By signing Yamamoto for $325 million over the next 12 years, the Dodgers bought a lottery ticket.

Quality starting pitching is possibly the scarcest commodity in sports. There just aren’t enough human beings who can hurl a five-ounce, nine-inch baseball and make it dance in the air well enough to fool Major League hitters.

Is Yamamoto one of those guys? 

Based upon his performance in Japan, he certainly could be.

But to look back at the list of pitchers who have come over from Japan since Hideo Nomo joined the Dodgers in 1994 is to look at a list of high-priced pitchers who, for the most part, never lived up to the hype.

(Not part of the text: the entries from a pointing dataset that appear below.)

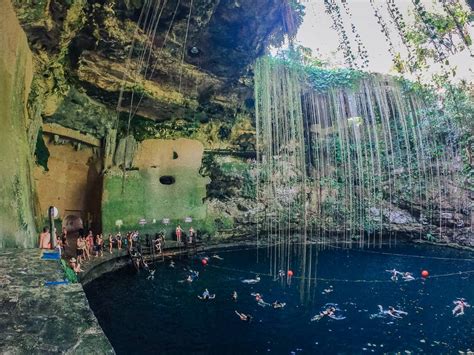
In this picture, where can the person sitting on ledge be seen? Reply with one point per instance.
(191, 235)
(179, 232)
(111, 243)
(45, 239)
(118, 239)
(75, 266)
(100, 245)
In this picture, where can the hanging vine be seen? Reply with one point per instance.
(333, 9)
(363, 55)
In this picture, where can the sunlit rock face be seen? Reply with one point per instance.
(197, 66)
(162, 183)
(195, 82)
(17, 227)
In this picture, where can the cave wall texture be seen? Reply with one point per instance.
(17, 225)
(98, 154)
(76, 56)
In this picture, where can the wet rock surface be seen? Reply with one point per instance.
(39, 319)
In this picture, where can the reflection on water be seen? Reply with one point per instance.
(141, 315)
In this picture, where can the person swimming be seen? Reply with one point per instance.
(327, 290)
(395, 274)
(244, 317)
(259, 299)
(206, 295)
(151, 275)
(392, 312)
(277, 305)
(461, 304)
(252, 281)
(330, 310)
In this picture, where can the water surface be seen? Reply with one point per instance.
(164, 315)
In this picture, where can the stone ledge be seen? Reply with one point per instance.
(54, 128)
(39, 319)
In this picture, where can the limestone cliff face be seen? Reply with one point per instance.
(191, 74)
(17, 225)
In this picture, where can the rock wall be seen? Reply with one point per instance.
(163, 182)
(17, 225)
(72, 182)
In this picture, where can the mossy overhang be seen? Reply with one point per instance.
(227, 34)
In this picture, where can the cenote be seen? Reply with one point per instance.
(164, 315)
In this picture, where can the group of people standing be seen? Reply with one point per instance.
(89, 245)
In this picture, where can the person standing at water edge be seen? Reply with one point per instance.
(460, 305)
(191, 235)
(179, 232)
(45, 239)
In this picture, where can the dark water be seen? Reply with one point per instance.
(165, 316)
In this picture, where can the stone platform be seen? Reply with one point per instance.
(38, 319)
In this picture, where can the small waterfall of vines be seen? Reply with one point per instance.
(343, 153)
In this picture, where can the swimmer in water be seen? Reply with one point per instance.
(392, 312)
(252, 281)
(461, 304)
(244, 317)
(151, 276)
(329, 312)
(395, 274)
(328, 290)
(277, 304)
(206, 295)
(259, 299)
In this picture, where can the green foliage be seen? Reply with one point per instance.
(434, 36)
(321, 79)
(41, 151)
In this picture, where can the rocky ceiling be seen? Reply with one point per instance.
(199, 62)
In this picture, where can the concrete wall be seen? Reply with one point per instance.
(72, 183)
(144, 196)
(17, 226)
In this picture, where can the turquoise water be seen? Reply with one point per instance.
(164, 315)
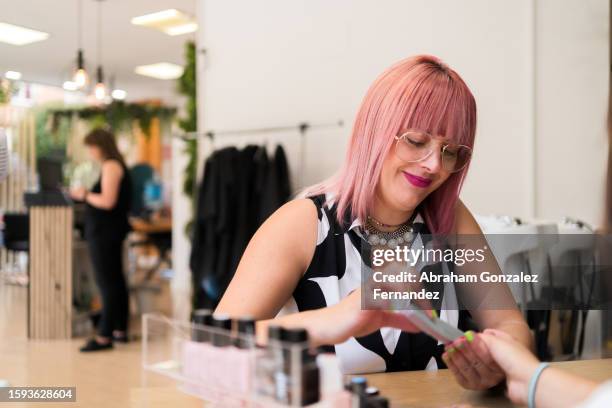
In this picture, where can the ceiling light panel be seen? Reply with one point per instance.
(160, 70)
(171, 22)
(16, 35)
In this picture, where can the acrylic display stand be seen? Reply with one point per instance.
(229, 376)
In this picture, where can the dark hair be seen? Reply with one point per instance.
(105, 141)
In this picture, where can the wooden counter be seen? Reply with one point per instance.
(439, 388)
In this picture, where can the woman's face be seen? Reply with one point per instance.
(94, 153)
(404, 185)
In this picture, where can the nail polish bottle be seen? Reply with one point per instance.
(377, 402)
(196, 354)
(243, 355)
(298, 382)
(331, 375)
(357, 387)
(220, 371)
(268, 363)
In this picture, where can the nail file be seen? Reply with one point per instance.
(433, 326)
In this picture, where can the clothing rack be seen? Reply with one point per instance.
(302, 128)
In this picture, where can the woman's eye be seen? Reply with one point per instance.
(450, 152)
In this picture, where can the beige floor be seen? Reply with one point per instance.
(105, 379)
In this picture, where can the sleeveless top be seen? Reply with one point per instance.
(113, 223)
(335, 271)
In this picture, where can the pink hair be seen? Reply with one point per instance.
(420, 92)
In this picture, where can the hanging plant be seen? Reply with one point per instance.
(187, 86)
(118, 115)
(5, 91)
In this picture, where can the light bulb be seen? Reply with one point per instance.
(80, 78)
(100, 91)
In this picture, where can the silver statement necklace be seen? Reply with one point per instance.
(403, 234)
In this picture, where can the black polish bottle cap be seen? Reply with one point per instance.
(295, 335)
(377, 402)
(372, 391)
(223, 324)
(201, 317)
(358, 385)
(246, 332)
(275, 332)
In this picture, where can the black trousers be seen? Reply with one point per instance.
(106, 256)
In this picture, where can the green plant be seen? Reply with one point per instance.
(187, 85)
(118, 115)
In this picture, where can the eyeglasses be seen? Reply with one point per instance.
(415, 146)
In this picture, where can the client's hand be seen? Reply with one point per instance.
(472, 364)
(78, 193)
(517, 362)
(346, 319)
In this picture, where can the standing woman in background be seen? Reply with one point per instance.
(106, 225)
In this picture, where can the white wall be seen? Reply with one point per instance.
(572, 97)
(277, 62)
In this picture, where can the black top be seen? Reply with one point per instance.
(114, 222)
(335, 271)
(239, 190)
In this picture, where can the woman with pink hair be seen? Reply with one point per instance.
(407, 158)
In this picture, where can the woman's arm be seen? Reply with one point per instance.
(555, 387)
(112, 172)
(491, 306)
(274, 261)
(509, 320)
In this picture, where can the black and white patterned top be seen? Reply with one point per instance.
(335, 271)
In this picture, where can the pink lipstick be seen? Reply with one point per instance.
(417, 181)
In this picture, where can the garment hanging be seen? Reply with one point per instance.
(240, 189)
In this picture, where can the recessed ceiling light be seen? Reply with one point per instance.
(70, 86)
(16, 35)
(171, 22)
(182, 29)
(14, 75)
(119, 94)
(160, 70)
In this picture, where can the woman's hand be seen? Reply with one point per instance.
(78, 193)
(346, 319)
(515, 359)
(472, 364)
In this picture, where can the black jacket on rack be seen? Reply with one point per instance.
(238, 191)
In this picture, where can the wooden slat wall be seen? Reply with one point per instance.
(50, 273)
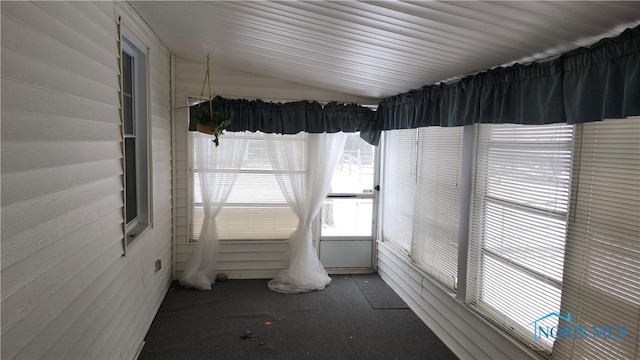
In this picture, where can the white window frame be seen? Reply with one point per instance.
(134, 48)
(353, 196)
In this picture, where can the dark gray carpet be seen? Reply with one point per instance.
(336, 323)
(378, 293)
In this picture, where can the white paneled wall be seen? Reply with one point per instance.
(239, 259)
(464, 332)
(67, 290)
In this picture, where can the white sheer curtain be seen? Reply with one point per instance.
(305, 169)
(217, 169)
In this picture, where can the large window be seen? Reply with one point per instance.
(553, 254)
(256, 207)
(134, 116)
(421, 177)
(518, 226)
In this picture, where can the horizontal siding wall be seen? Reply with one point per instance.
(238, 259)
(464, 332)
(67, 290)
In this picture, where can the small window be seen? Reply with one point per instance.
(348, 209)
(134, 118)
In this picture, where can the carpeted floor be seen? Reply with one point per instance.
(355, 317)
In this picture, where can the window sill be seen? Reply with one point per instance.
(134, 233)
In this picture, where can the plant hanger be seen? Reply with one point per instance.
(210, 122)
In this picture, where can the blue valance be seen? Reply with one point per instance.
(588, 84)
(293, 117)
(603, 80)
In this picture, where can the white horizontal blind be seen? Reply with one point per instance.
(518, 225)
(398, 187)
(602, 268)
(256, 208)
(436, 212)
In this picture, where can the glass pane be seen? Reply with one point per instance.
(347, 217)
(127, 73)
(130, 179)
(354, 173)
(127, 109)
(127, 93)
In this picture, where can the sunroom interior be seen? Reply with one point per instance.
(488, 166)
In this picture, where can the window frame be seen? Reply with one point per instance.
(141, 132)
(192, 189)
(373, 195)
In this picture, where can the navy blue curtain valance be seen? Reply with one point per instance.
(603, 80)
(588, 84)
(293, 117)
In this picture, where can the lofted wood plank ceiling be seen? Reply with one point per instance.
(378, 49)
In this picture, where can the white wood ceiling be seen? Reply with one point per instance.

Nomo, who won the 1995 National League Rookie of the Year with the Dodgers, was largely a journeyman after that magical first season when his unique motion captured the attention of American fans. After posting an ERA+ of 149 in 1995, Nomo posted just two more seasons where his ERA+, a statistic that normalizes a pitcher’s ERA to a Major League average of 100, was above 100.

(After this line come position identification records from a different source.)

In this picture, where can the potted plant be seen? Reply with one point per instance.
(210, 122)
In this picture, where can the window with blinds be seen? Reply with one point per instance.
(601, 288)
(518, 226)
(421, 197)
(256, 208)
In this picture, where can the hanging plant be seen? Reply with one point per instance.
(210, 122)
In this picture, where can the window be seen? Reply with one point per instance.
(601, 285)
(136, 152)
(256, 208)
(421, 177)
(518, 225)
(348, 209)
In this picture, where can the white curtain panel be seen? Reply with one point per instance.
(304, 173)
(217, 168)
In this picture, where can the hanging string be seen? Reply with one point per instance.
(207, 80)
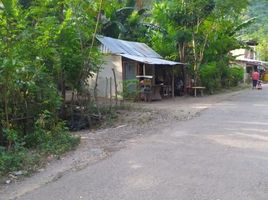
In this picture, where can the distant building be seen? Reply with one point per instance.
(248, 59)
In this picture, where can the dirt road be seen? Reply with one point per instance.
(154, 152)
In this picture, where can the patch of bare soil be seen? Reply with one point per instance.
(141, 120)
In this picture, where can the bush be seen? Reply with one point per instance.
(130, 89)
(210, 77)
(50, 137)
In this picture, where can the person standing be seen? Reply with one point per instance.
(255, 78)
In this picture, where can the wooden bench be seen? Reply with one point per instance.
(200, 88)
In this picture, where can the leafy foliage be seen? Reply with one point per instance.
(45, 47)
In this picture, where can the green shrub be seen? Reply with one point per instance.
(210, 77)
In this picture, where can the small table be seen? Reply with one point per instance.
(198, 88)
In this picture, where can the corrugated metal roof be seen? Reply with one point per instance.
(151, 61)
(133, 50)
(117, 46)
(252, 61)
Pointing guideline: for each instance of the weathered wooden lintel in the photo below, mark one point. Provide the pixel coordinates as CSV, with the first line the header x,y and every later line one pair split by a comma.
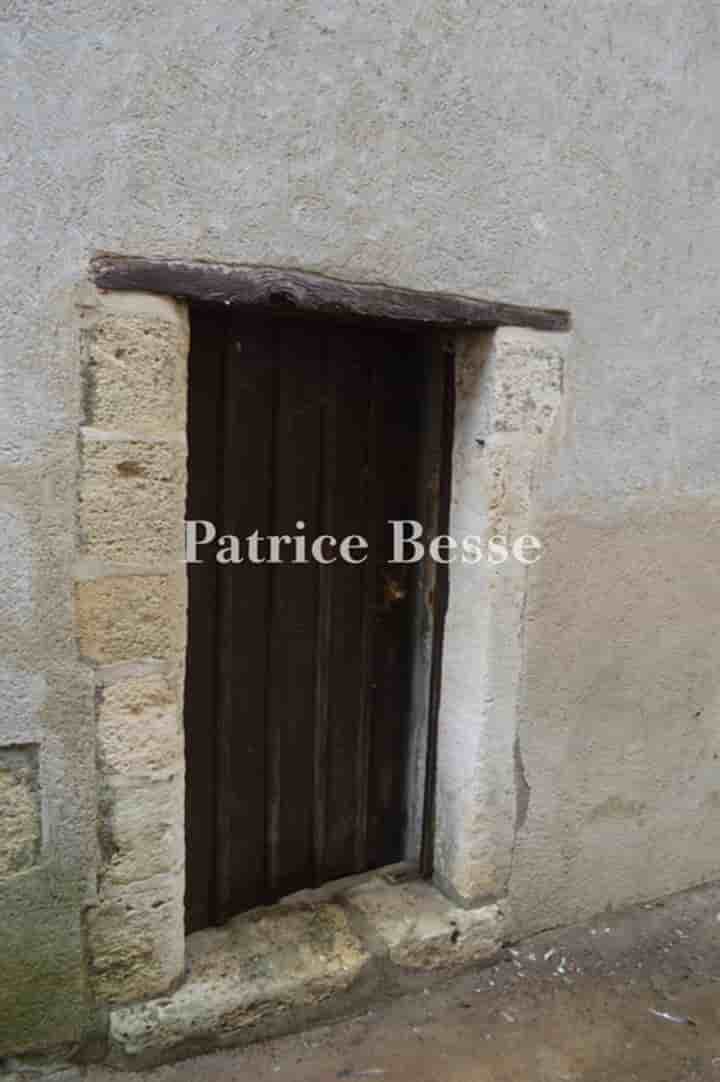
x,y
284,291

Daisuke Matsuzaka, for whom the Boston Red Sox paid $51,111,111.11 to the Seibu Lions merely for the right to attempt to negotiate a contract, had two great seasons at Fenway Park before being a relatively pedestrian Major League starter for the rest of his time pitching with the Red Sox and the New York Mets.

Masahiro Tanaka, to whom the Yankees handed $155 million over seven years, showed flashes of brilliance, but only when he had plenty of rest. He posted a career ERA+ of 114 over his seven seasons in New York, along with a 78-46 record and 3.74 ERA.

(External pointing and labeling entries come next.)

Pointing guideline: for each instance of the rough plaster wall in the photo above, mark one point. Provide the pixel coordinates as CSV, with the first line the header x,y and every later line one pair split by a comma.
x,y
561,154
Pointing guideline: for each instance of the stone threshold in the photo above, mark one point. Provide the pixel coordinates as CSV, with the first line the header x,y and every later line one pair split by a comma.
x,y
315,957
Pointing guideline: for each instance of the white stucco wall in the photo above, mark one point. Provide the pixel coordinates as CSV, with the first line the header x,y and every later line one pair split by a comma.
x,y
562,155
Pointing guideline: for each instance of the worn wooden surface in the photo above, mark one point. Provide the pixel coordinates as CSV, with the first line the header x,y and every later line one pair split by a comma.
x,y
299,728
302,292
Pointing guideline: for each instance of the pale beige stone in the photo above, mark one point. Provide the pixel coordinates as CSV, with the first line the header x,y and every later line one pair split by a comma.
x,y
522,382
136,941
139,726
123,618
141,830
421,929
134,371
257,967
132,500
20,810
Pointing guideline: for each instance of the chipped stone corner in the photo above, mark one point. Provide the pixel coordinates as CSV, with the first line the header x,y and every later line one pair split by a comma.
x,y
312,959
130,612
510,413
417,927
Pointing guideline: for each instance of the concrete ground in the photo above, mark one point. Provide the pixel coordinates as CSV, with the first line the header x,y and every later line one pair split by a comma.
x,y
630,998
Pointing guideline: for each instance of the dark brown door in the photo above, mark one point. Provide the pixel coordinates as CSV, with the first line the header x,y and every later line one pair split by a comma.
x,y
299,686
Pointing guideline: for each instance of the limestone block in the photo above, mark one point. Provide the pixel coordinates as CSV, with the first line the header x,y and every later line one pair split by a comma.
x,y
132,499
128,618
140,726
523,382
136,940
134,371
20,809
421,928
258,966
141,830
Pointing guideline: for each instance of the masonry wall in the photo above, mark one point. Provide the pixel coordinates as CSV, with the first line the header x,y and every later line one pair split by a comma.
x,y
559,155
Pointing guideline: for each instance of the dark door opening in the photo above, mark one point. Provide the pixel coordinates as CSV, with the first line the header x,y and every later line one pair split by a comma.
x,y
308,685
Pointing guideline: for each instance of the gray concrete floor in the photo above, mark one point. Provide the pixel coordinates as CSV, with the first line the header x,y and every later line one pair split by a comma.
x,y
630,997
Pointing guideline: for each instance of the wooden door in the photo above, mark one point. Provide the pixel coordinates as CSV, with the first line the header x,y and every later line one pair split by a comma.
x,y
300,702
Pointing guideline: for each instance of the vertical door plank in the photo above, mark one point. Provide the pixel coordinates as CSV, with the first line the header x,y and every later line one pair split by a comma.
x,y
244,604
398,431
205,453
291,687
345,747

Yu Darvish and Ohtani came over from Japan and have experienced long-term success in the Major Leagues, but then there are guys like Kei Igawa, who finished out his time with the New York Yankees organization pitching for Double-A Trenton, three years removed from his 16th and final MLB appearance. With pitching, caveat emptor seemingly always applies.

Two-inning outings by starters early in spring training are seldom about the results and more about getting in the routine of making a start, but the results were there for Yamamoto on Tuesday.

He struck out his first batter, Marcus Semien, by blowing a 2-2 fastball past him. After Evan Carter made good contact with a fastball, roping a single to center, Yamamoto stayed calm and got Wyatt Lankford, the fourth overall selection in last year’s draft, to ground into a 5-4-3 double play to end the bottom of the first.

And he looked just as good in the second inning, fanning Nathaniel Lowe, getting Jonah Heim to fly out to left, and then sent Leody Taveras down swinging.

Two innings doesn’t make a season, much less a career, and Yamamoto and the Dodgers have merely taken the first steps on their 12-year journey. 

But under the heaviest of expectations in an otherwise meaningless game, Yamamoto’s performance lived up to the hype.

For those who keep track of such things, the Rangers won the game, 6-4.